Click HERE to watch Senator Collins’ Q&A on racial disparities. Click HERE to download.
Click HERE to watch Senator Collins’ Q&A on drug shortages. Click HERE to download.
Washington, D.C. — At a Senate Health Committee hearing this morning titled, “COVID-19: Lessons Learned to Prepare for the Next Pandemic,” U.S. Senator Susan Collins urged top officials from U.S. health agencies to take action to address the racial disparity health care workers in Maine and throughout the country are facing in the fight against the COVID-19 pandemic.
During the hearing, Senator Collins discussed recent data from the Maine Center for Disease Control & Prevention (Maine CDC) that was published in a Portland Press Herald article on COVID-19 racial disparities in Maine.
“COVID-19’s impact on long-term care settings directly intersects with the stark racial disparities that we’re seeing, and unfortunately—and remarkably—Maine has the nation’s worst COVID-19 racial disparity. Many of the worst outbreaks that have occurred in Maine are in nursing homes, and the CDC reports that some 40 percent of those health care workers that have tested positive were identified as Black or African-Americans,” said Senator Collins.
Senator Collins sought recommendations on the best ways for Congress to help address this racial disparity among front line nursing home workers.
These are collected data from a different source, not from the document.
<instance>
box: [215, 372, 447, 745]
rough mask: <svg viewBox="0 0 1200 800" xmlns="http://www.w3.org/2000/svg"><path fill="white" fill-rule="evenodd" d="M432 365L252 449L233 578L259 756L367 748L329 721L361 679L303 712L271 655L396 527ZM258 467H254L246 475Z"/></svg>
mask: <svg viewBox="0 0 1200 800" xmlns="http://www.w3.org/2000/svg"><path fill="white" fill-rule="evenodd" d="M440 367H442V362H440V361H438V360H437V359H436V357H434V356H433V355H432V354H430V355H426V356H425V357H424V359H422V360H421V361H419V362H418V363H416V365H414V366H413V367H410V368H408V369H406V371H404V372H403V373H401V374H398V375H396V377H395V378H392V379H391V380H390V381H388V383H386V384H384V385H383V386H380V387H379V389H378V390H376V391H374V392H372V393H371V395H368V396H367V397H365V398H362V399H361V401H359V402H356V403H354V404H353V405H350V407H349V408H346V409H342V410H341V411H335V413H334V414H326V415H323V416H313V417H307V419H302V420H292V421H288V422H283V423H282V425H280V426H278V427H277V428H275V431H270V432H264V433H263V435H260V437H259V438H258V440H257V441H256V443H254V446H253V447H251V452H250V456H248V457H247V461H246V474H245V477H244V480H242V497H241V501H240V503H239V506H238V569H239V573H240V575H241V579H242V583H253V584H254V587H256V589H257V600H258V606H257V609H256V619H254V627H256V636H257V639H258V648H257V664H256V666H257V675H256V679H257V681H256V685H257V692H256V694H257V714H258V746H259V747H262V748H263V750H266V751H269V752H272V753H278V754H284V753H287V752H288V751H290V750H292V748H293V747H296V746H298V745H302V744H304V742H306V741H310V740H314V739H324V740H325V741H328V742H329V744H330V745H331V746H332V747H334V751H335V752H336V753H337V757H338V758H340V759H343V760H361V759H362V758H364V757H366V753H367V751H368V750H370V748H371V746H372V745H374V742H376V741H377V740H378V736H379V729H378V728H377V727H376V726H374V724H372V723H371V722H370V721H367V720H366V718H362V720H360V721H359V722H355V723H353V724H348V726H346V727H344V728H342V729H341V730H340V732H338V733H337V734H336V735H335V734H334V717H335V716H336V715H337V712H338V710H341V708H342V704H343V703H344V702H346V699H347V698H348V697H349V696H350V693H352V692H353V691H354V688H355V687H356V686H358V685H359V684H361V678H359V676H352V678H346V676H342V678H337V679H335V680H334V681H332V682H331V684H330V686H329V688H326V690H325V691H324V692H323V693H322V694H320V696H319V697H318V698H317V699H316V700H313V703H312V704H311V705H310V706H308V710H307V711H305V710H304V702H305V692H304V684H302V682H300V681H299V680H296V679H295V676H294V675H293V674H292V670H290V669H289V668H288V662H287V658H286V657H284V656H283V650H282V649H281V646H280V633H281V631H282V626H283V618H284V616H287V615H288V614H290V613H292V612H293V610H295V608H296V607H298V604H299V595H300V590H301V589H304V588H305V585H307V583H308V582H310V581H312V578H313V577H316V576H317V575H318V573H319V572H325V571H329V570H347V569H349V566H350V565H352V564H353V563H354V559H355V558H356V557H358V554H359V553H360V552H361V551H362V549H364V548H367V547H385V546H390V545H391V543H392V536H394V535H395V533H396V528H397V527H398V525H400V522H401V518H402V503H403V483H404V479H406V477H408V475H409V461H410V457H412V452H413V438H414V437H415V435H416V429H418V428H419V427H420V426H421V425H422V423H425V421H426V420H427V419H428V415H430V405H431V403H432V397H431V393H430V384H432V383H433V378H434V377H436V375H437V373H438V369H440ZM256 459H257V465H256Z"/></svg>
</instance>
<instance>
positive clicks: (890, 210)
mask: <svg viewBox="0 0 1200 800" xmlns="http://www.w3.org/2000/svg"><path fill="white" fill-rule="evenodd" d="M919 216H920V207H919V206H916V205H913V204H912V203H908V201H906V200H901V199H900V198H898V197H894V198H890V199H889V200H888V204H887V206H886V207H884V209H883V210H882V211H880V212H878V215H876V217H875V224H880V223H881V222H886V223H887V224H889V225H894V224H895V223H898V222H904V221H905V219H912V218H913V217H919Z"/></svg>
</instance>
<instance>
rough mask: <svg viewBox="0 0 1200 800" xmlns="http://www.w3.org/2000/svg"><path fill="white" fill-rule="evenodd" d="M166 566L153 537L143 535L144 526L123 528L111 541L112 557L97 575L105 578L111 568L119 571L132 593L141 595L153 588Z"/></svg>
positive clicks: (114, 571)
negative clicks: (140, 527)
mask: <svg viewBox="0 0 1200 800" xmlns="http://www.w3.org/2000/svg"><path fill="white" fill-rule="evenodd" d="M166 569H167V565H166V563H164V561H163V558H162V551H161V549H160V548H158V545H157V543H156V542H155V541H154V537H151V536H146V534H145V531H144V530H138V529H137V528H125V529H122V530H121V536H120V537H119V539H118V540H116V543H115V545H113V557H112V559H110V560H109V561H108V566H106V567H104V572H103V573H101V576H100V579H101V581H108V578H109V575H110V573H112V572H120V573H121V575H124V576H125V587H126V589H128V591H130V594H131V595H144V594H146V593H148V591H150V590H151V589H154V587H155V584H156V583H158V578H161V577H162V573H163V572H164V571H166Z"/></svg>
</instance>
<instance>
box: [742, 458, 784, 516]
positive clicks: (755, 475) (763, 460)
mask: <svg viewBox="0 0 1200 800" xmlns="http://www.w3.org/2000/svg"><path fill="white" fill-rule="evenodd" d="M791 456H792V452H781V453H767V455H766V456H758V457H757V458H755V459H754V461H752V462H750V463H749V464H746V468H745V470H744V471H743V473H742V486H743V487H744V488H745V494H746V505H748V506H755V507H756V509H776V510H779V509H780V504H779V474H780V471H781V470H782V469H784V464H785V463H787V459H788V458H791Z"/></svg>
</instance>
“[Long-term care facilities] are intrinsic hot spots, and we need to test often and test everyone who comes and goes from those centers until such time that we can demonstrate that transmission has been contained. I can’t say enough about how critical it is to not overlook the most vulnerable people and that includes the elderly people but also those who are vulnerable on the basis of underlying conditions and often, that tracks with the racial and ethnic disparities that you’re alluding to,” replied Dr. Julie Gerberding, Executive Vice President and Chief Patient Officer, Merck & Co., Inc., Co-Chair, CSIS Commission on Strengthening America’s Health Security, and former CDC Director from 2002 to 2009. “…the first step is to make the measurement clear and transparent so that we all have to stare it in the face and recognize that we’re not successful until we deal with that challenge.”
At an Aging Committee hearing earlier this year on better protecting our seniors during the pandemic, Senator Collins, the Chairman of the Committee, expressed her strong support for regularly testing all nursing home residents and staff to help stop the spread of COVID-19, and she reiterated her support for universal testing at long-term care facilities today.
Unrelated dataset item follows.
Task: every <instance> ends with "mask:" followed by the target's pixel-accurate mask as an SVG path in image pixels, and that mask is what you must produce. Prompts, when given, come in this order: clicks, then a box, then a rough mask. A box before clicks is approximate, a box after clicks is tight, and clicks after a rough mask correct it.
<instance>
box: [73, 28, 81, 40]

During the hearing, Senator Collins also asked Dr. William Frist, a heart and lung transplant surgeon and the former U.S. Senate Majority Leader, if the Senate should consider providing incentives to encourage domestic manufacturing of pharmaceutical drugs.
“One of the lessons from the global COVID pandemic is that our country is far too dependent on foreign manufacturing of drugs, diagnostics, and other medical supplies. For example, about 80 percent of the basic components used in active pharmaceutical ingredients (API) are coming from China and India for our U.S. market. Just about the time the COVID-19 epidemic hit the United States, India stopped exporting 26 APIs,” said Senator Collins. “Are there specific incentives that the Senate should consider to encourage domestic manufacturing, including perhaps tax incentives or greater investment in FDA’s Emerging Technology Program?”
“I think this whole coordination of procurement is huge... As you pointed out, we have been inadequately prepared here. We have seen it day in and day out, and we can do so much more to establish this resilient, domestic, right-here-at-home manufacturing… ensuring a robust support of the National Strategic Stockpile,” replied Dr. Frist. “We have to step in, whether it’s with direct tax credits, whether it’s with a funding stream by an artificial market that is set up over time, we do have to keep a revenue stream out there that is dependable, that is sustainable, that is long-term, and that is flexible, because it will change year-to-year in terms of what those specific manufacturing needs are.”
Senator Collins authored the Mitigating Emergency Drug Shortages (MEDS) Act with Senator Tina Smith (D-MN) to speed up approval of drugs in shortage, include greater reporting requirements on sources of APIs, and establish redundancy plans in the case of drug shortages. Components of this bill were included as part of the Phase 3 coronavirus emergency response package that was signed into law on March 27, 2020.